May 22, 2018
By Susan Helene Gottfried
It was a hot and humid Saturday, more like August than May, when the Minnesota Wind Chill dropped into Da Burgh. A busy weekend for ultimate, too, with the beach ultimate championships happening in Virginia Beach and, on the college level, Division III championships taking place in Rockford, Illinois.
That's not enough to stop our ‘Birds and our die-hard fans from taking up roost in Rooney Field for a game. Of course it's not; while the Pittsburgh Thunderbirds have struggled so far this season, they're still putting on a show that is worth turning out for.
The game started off with some immediate turnovers, first by the Birds, then by the Wind Chill, and finally by Scott Trimble, whose block began a run that ended with Jordan Robarge setting Jimmy Towle up for his 27th goal of the season.
Twenty-seven goals on the season. It shows that despite the Thunderbirds' lack of marks in the win column this year, there's still plenty to cheer for.
Unfortunately, this Minnesota team decided to show us why they are in the third place in the Midwest Division, and by end of the first quarter, they had a lead of 10-3 after some acrobatic play and a lot of turns—and a quick rain shower that seemed to only affect part of the field.
The second quarter started with the Thunderbirds receiving the pull and scoring right off the bat. Longtime ‘Bird Max Sheppard slipped around a Wind Chill player who had better position and caught the disc for the most exciting play, so far, of the game.

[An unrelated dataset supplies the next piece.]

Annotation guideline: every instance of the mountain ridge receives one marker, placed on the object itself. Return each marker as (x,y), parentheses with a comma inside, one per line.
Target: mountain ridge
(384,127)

This isn't a team that's willing to stay down, or maybe they just like to battle back, because Felipe Delgado threw one to David Angeletti. This didn't mean the Birds were totally back in it even when they get three unanswered goals on a Minnesota team that refused to take the hint and instead answered with a two-throw goal.
Mark Fedorenko answered with one of his trademark long throws to Kenny Furdella, but the Wind Chill didn't like that and answered with a goal of their own. It's awhile before anything exciting happened, but of course when that changed, it was the 'Birds who were responsible, with Towle assisting on a Sheppard goal. It's not enough to slow the Wind Chill, though, even when Alex Thomas took a disc from Trimble to make it 15-9.
If you like lots of scoring and you weren't here for this game, you missed a doozy, including a rare Greatest play that unfortunately didn't find a receiver. Another stat is that the half ended with a score of 16-9, still in the Wind Chill's favor.
The third quarter didn't start off nearly as well as the second, with the Birds tipping the disc for a D, and then immediately returning it to Minnesota on the goal line, and who can resist that gift? Not the Wind Chill! As loyal as we are to our ‘Birds, we don't blame the Chill. In fact, they put up two more before Robarge teamed up with Thomas to get one in. Minnesota began to pull away, but they could only inch forward on the scoreboard, with Sheppard finding a diving Furdella; a huge D from Fedorenko that resulted in Adnan Raslan's first goal as a Thunderbird; and a few more exciting plays, both of the defensive variety, and another couple of goals.
Let's be honest: This was a hard quarter for Thunderbird fans to watch, but our team stayed cool and patient, if a little tense, but they continued to work the disc with focus and attention to teamwork. With 25 seconds left, Thomas made a great D that ended with Patrick McMullen catching one from Robarge. Alas, the deficit was now a ten-point gap, and there was only one quarter left to go. Some holes seem insurmountable, and this was one.
However, you know a team's truly from Pittsburgh when they show the classic traits of a Pittsburgher: grit, determination, and heart. Owen Watt opened the scoring in the fourth quarter by throwing one to eventual player of the game Furdella.
But to be up in the top half of the division's standings, you have to be consistent and make good decisions, and the Wind Chill certainly delivered both of those qualities. That didn't stop Sheppard from connecting to Towle.
Regrettably, two breaks let Minnesota pull ahead even further, although Ethan Beardsley found Furdella in the end zone for the Thunderbirds' 18th goal. Fedorenko put one up for Watt, but the score at that point was 19-30, with only five minutes to go. How does a team not pack it in at this point and do everything possible to run the clock down and end the bloodbath, especially as the Wind Chill continued to pad their lead? The Chill seemed to excel at moving up the force side on the Birds, and it's easy to see how nights like this can be demoralizing.
David Vatz didn't agree with my nose-diving spirits because he assisted on a goal to Beardsley, but my favorite goal of the night was Sheppard finding Furdella yet again. Not because it changed out the outcome but because it was a buzzer beater, proving that Thunderbirds don't give up.
Even with an end score of 21-33, there were enough signs of good things to come to keep even the most pessimistic among us happy. Pat Hammonds' team will find their stride and their luck any game now.
Speaking of any game now, don't forget to come out to see the Supercell on June 3 and return to Rooney Field for our cross-divisional game against the DC Breeze and Thunderbirds alum Xavier Maxstadt on June 3. We'll catch up again then, but until then, Go Thunderbirds!